Stormer Honored at CESAA's Awards Dinner

Oct 28 2008 | By Columbia Engineering News

Three prominent Columbians will be honored by the Columbia Engineering School Alumni Association at their annual awards dinner on Tuesday, Nov. 11 in Low Library Rotunda. Nobel Laureate Horst Störmer, professor of applied physics and I.I. Rabi Professor of physics, and Harry B. Gray, Beckman Professor of Chemistry and founding Director of the Beckman Institute at California Institute of Technology will receive the Pupin Medal for service to the nation. Matthys Levy '56MS will receive the Egleston Medal for distinguished engineering achievement. Columbia Engineering School Alumni Association President Chester Lee said, "We are privileged to honor three such distinguished Columbians, each of whom has played an important part in the life of the Engineering School and the University."
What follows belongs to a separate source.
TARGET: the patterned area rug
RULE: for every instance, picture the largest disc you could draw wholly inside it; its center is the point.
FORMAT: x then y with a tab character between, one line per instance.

Both Störmer and Gray have influenced the education and careers of numerous students. As an alumnus, Levy, who was a student and protégé of legendary Columbia professor Mario Salvadori, has brought recognition to the Engineering School by his significant landmark structures in the built environment of cities around the world.

Horst Störmer, who joined Columbia in 1998 after 20 years at AT&T's Bell Labs, is the scientific director of Columbia's NSF Nanoscale Science and Engineering Center (NSEC) where he conducts research into the electrical conductivity of single molecules. In 1998, he shared the Nobel Prize in physics for his part in the "discovery of a new form of quantum fluid with fractionally charged excitations."